A mediados de noviembre, la ciudad de Managua (Nicaragua) fue sede de un interesante encuentro entre representantes de cuerpos policiales y organizaciones no gubernamentales de 14 países de la región, integrantes de la Red Latinoamericana de Policías y Sociedad Civil. Esta organización, creada hace tres años, se define como un espacio de interacción e intercambio sin jerarquía de conocimientos o prácticas, que permite a funcionarios policiales y a activistas compartir experiencias y debatir en temas que apuntan a incidir en las reformas policiales del continente.
El encuentro versó sobre la relación policía-juventud. La juventud, período definido por las Naciones Unidas como el estadio entre los 15 y 24 años de edad, representa una etapa de profundas transformaciones personales que no siempre se dan en un marco adecuado de orientación y garantía de condiciones óptimas para el desarrollo por parte de la familia, la sociedad y los órganos garantes de derechos. Entre ellos, las policías son instituciones que tienden a ostentar una actitud discriminatoria, hostil y hasta represiva hacia este estrato social. Particularmente, la criminalización de los jóvenes que viven en sectores populares, sin acceso a servicios básicos, educación o mercado laboral, marca una pauta en esa relación policía-juventud, evidenciándose la dimensión más trágica de esta tensión en el porcentaje de jóvenes que mueren a manos de cuerpos policiales producto de la búsqueda de soluciones represivas antes que preventivas.

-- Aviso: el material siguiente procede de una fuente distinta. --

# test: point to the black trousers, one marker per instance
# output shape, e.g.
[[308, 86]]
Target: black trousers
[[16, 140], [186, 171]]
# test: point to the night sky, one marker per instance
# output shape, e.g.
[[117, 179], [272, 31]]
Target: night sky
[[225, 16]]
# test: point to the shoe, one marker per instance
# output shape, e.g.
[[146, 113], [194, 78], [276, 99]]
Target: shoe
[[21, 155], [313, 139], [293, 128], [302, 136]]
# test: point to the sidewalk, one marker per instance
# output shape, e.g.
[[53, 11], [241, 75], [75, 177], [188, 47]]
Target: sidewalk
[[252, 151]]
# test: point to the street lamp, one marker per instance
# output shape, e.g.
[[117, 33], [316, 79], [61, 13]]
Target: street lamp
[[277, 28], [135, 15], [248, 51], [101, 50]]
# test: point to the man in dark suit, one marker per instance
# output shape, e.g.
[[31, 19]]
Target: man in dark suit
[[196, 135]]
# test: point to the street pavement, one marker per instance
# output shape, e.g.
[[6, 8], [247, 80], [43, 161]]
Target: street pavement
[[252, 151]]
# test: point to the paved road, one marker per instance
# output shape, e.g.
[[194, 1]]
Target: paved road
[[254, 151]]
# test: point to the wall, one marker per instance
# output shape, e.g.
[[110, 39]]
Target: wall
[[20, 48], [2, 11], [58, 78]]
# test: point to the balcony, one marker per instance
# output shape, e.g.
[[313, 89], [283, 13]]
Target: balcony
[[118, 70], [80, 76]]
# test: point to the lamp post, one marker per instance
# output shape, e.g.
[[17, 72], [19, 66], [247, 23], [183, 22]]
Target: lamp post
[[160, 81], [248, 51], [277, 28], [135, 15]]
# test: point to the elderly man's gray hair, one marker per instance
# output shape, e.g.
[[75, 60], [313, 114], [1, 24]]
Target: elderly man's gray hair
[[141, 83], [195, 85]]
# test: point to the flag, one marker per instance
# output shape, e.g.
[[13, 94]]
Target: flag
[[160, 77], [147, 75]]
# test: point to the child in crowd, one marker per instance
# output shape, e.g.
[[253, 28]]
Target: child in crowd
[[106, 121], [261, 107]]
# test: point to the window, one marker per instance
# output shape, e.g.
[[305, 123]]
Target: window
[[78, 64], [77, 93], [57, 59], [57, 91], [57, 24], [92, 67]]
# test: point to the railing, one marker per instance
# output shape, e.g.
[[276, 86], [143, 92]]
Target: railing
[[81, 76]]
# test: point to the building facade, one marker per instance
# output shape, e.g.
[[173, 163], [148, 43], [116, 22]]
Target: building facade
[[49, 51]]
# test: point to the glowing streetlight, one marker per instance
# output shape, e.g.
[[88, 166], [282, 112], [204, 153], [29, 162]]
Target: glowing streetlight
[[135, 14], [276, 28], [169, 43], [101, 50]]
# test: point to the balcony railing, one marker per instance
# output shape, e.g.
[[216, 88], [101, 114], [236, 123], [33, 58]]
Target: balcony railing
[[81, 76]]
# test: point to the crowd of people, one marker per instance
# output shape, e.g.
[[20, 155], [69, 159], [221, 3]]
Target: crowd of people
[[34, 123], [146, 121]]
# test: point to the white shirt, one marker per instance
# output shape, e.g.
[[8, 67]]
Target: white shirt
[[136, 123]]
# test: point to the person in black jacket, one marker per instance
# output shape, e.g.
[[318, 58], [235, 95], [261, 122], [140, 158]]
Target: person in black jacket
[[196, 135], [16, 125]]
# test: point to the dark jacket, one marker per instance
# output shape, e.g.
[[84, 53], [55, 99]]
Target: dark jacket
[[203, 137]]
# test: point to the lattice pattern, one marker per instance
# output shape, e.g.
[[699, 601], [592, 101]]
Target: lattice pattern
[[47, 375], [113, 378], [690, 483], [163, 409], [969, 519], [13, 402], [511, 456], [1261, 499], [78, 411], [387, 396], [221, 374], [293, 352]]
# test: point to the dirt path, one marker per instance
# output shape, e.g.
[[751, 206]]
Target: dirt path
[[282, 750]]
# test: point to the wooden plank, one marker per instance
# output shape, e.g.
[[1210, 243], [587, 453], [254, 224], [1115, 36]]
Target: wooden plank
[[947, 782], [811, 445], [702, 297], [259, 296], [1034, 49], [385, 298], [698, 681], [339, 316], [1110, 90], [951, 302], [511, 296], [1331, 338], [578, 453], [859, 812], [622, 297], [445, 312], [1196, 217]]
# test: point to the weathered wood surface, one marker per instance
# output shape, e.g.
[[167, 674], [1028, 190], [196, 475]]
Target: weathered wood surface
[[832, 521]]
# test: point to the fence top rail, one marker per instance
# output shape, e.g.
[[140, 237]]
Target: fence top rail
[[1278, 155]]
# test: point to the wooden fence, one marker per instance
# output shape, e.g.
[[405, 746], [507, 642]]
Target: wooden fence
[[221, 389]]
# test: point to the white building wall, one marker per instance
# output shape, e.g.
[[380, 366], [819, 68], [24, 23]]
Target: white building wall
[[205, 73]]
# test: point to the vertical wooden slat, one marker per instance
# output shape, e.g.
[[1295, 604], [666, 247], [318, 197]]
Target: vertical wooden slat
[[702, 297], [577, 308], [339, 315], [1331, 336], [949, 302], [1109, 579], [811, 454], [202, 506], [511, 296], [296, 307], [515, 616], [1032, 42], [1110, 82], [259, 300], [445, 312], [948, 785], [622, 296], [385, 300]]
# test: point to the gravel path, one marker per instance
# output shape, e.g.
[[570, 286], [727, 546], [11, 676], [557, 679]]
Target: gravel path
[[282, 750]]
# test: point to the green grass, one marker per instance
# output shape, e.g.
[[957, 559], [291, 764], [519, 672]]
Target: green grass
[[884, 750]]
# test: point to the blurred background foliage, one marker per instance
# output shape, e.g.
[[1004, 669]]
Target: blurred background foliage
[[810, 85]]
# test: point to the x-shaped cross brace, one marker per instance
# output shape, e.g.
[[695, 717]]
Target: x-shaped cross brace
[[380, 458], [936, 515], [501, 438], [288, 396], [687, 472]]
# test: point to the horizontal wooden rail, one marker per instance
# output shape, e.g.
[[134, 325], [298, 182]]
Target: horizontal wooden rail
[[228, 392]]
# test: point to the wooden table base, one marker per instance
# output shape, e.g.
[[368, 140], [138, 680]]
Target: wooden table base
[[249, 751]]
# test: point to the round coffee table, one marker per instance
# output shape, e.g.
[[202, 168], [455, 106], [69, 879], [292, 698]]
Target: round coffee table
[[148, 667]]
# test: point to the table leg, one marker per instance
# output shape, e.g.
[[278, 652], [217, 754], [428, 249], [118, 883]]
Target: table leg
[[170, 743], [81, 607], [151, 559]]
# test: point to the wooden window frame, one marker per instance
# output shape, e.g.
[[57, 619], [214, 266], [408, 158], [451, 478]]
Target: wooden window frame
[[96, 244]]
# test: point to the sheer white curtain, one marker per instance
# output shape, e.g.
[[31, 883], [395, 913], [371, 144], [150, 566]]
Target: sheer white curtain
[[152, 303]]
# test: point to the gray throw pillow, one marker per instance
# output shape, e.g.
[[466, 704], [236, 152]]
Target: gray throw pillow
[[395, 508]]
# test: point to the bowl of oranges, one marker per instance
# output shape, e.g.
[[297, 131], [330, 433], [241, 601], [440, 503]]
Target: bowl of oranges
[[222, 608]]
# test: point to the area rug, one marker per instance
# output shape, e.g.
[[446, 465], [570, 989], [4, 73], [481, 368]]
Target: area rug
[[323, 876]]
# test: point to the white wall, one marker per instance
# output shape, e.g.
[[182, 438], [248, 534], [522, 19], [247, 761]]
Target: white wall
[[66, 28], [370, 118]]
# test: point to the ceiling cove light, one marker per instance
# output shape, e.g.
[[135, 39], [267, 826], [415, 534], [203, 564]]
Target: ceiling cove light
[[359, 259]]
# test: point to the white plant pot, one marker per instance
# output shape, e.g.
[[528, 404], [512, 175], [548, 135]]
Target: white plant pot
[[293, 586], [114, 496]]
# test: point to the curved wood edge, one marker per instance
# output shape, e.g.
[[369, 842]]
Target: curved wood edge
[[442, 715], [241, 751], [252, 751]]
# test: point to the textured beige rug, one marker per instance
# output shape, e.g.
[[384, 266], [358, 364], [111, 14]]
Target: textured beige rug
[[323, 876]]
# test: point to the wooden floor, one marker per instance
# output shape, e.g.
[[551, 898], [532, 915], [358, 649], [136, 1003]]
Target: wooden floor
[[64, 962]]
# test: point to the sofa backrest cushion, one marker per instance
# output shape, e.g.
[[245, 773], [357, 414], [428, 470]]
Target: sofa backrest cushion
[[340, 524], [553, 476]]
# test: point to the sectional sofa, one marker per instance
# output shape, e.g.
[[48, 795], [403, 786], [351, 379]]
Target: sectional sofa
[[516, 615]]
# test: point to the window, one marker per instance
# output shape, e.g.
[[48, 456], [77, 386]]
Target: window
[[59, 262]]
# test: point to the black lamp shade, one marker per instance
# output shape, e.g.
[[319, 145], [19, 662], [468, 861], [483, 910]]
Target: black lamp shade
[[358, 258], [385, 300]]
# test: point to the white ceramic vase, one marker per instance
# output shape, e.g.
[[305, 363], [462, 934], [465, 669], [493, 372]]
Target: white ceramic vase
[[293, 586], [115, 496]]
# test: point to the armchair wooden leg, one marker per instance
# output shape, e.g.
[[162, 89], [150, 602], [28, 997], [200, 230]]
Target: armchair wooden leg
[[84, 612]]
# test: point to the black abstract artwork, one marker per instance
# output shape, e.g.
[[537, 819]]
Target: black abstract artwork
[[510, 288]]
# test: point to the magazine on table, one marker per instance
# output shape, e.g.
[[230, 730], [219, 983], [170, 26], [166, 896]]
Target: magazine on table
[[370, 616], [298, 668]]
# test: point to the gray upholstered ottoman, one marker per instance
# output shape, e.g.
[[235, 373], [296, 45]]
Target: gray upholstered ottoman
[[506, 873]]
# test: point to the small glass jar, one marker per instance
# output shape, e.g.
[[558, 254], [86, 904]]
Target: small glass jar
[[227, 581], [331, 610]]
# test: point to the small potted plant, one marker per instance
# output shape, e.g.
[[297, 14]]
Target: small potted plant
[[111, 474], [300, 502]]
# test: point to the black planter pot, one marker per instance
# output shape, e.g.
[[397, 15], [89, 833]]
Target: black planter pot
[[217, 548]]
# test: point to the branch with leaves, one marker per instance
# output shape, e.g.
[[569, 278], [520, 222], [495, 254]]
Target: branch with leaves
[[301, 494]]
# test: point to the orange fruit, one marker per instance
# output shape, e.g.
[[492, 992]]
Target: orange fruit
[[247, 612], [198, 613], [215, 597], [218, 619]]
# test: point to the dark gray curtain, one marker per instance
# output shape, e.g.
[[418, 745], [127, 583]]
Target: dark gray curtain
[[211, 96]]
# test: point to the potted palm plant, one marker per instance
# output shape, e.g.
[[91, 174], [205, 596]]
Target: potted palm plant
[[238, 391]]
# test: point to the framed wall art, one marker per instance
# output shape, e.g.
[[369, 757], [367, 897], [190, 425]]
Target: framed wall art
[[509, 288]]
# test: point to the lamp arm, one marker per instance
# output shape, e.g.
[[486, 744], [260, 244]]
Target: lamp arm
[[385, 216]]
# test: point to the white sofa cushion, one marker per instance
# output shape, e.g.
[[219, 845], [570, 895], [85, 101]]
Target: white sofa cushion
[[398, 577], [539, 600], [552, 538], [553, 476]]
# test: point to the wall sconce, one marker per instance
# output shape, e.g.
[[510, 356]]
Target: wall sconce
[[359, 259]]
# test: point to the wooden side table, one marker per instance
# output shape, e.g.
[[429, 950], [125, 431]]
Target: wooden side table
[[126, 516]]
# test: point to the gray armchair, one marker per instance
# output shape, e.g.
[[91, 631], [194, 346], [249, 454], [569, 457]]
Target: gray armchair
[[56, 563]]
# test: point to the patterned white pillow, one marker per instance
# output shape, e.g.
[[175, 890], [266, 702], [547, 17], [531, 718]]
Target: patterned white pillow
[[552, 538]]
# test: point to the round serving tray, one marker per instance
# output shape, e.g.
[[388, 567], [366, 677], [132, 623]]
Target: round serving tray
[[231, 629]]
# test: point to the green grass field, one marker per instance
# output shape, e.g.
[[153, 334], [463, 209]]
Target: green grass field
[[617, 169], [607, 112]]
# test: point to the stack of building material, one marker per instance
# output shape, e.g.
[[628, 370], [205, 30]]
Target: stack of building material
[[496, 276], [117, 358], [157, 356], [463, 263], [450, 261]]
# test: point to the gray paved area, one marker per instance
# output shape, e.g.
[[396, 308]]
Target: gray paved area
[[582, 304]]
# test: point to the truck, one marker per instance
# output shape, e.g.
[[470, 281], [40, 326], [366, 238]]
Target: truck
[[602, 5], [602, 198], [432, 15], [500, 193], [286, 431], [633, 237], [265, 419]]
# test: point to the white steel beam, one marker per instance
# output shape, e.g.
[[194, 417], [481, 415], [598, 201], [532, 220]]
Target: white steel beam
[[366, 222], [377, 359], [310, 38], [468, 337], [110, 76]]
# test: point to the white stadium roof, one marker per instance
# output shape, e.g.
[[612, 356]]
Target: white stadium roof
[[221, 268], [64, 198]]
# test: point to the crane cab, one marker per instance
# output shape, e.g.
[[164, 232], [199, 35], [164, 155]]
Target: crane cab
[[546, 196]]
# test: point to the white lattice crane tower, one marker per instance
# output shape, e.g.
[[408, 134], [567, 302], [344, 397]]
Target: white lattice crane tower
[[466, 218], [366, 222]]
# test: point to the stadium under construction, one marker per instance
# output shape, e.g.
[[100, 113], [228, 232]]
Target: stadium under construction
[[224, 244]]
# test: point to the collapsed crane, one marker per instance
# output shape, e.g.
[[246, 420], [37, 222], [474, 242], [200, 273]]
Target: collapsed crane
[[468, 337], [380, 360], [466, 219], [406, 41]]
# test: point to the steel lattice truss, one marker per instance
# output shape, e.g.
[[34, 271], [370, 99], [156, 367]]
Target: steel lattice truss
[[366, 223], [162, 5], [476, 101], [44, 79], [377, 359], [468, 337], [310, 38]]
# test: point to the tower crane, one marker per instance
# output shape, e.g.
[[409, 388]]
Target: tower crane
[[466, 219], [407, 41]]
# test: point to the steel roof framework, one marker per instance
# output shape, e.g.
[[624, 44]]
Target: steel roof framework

En muchos países de América Latina, desde hace décadas la violencia juvenil organizada es considerada uno de los más graves problemas de seguridad pública, no siendo nuestro país excepción de ello. Fenómenos como las maras centroamericanas, las pandillas, «faccoes» de Brasil o bandas en Venezuela (con sus características propias de cada contexto y sus elementos comunes) generan una presión social exigiendo protección que, sumada a las necesidades electorales de los gobernantes y las tradiciones militares de las policías de la región, llevan a la aplicación de políticas de «mano dura» con la consiguiente tasa de mortandad juvenil.
Las academias policiales no brindan una capacitación específica para enfrentar este problema, restringiéndose a una mera información sobre el marco legal que protege a esta población específica, pero dejando por fuera las dimensiones criminológicas y psicológicas y las técnicas de abordaje adecuadas a aplicar. Sin embargo, cada vez más existe la convicción en gobiernos, organizaciones sociales y policías sobre la necesidad de realizar un trabajo de prevención para reducir los índices de violencia entre jóvenes en el continente. Hay ejemplos exitosos en Nicaragua, Perú, El Salvador, entre otros, que evidencian la posibilidad de la desagregación de las bandas juveniles para reinsertar a sus integrantes positivamente en la dinámica social, pero siempre desde una política integral que contempla temas de educación, bienestar, trabajo, vivienda y afines. Este es un tema clave que debe marcar líneas de acción en las políticas venezolanas de seguridad ciudadana.